Negli Stati Uniti l’economia va bene: nel terzo trimestre il Prodotto interno lordo è cresciuto del 2,8% e sempre al 2,8% è la crescita prevista dal Fondo monetario internazionale per il 2024. In Italia le cose sono più problematiche: nel terzo trimestre la nostra crescita stimata è pari allo 0%, il che tende a escludere una crescita annua dell’1% (come previsto dal governo) e complica anche il raggiungimento di quello 0,8% previsto dal Fmi. Questi numeri non sono i soli indicatori esistenti, ma sta di fatto che negli Usa l’occupazione è cresciuta più che da noi e benché i tassi d’interesse siano più alti, come anche l’inflazione, i salari si sono adeguati molto più velocemente, salvando il potere d’acquisto dei lavoratori. Eppure negli Usa il gradimento del governo scende e in Italia cresce o si mantiene alto. Ha un significato.
Guardando da lontano lo si coglie meglio: nella campagna statunitense si parla al passato ed è stato cancellato il futuro. Per l’uno si deve tornare grandi come una volta, per l’altra si devono salvare le libertà e le istituzioni una volta conquistate.
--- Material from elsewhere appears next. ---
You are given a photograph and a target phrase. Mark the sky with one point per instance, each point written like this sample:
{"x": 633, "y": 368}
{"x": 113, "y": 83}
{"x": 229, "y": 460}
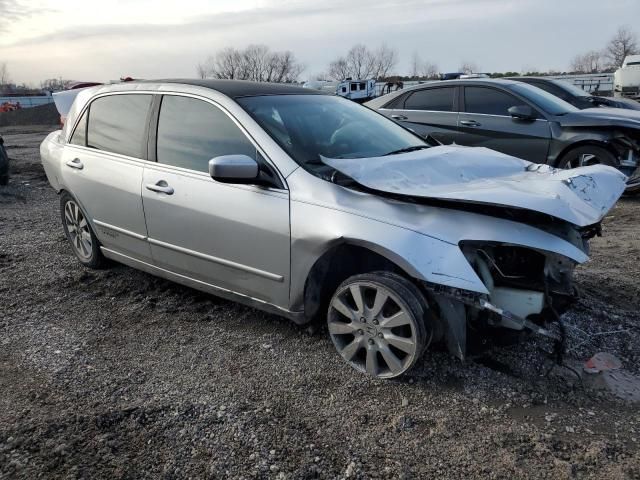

Se anche si parlasse del futuro, come quando se ne parlava, non per questo ci risparmieremmo palate di retorica ed esagerazioni. Ma sta di fatto che lo si faceva sul futuro e ora lo si fa sul passato. Per grande parte delle società occidentali, quindi delle democrazie, sembra che il tempo migliore sia quello passato, da restaurare. S’è perso il futuro, da costruire.
Viviamo nella parte ricca del pianeta, con un benessere, una salute e una longevità sconosciute in qualsiasi passato si voglia andare a cercare. Ma questo non basta a segnare l’umore, come non bastano i dati economici. Il passato che si invoca è in gran parte mitico. Si era meno ricchi ma ci si arricchiva più in fretta. Per ragioni di forza militare o di capacità culturali avevamo meno concorrenza nel mondo. Ma questo secondo aspetto, culturale, è un bene e non un male. Fatto è che chi si sentiva dominante ora coltiva la paura. E la politica offre al mercato quel che il mercato chiede: paure. Per forza che si cancella il futuro, perché immaginando un passato mitizzato è il presente a intimorire e il futuribile a sparire.
Prendete il caso della “spazzatura”, che la dice lunga. Trump definisce «spazzatura» i portoricani, ma nessuno s’indispettisce, è fatto così. Biden gli risponde che «spazzatura» saranno i suoi sostenitori e apriti cielo, viene accusato di offendere i cittadini e la democrazia. Giacché oggi un capo politico non parla al popolo tutto ma alle proprie tifoserie. Agli uni piace aizzare e ringhiare, agli altri piace sentirsi scandalizzati e inorridire. Il risultato è che uno può esagerare all’infinito, l’altro indispettisce i suoi e presta il fianco al sentirsi accusare di quello che fa l’altro. Se uno inventa balle ridicole, per quanto sono colossali non scandalizzerà i tifosi che le riconoscono come tali e ammalierà gli allocchi che ci credono; se l’altro viene colto a non dire il vero, gli si dà subito del ciarlatano. Non sono due pesi e due misure, sono due popoli e due mondi. Non comunicanti.
Una classe dirigente cercherebbe di contrastare questo andazzo, senza rinunciare alle diversità di idee e programmi. Ma perché una tale classe esista occorre che abbiano un peso il futuro e quel che oggi si fa per viverlo al meglio. Se il futuro lo cancelli, se lo riempi di bile, non ci sarà mai classe dirigente ma soltanto cavalcatori del consenso, latrante o moralisteggiante.
C’è un dettaglio: mentre dentro le democrazie si consumano lotte bulliste e vendette (fenomenale, in Italia, la pretesa di ciascuno d’essere stato il più ingiustamente inquisito, come se non fosse evidente che il problema sta negli ingiusti inquisitori) e mentre a “noi” repellono “loro” (simpaticamente ricambiati), la Storia rimette in pista le dittature che la vendetta la vogliono sul serio, ma contro le democrazie. Che poi sarebbe contro il benessere in cui viviamo. Meriterebbe un po’ di attenzione, di tanto in tanto.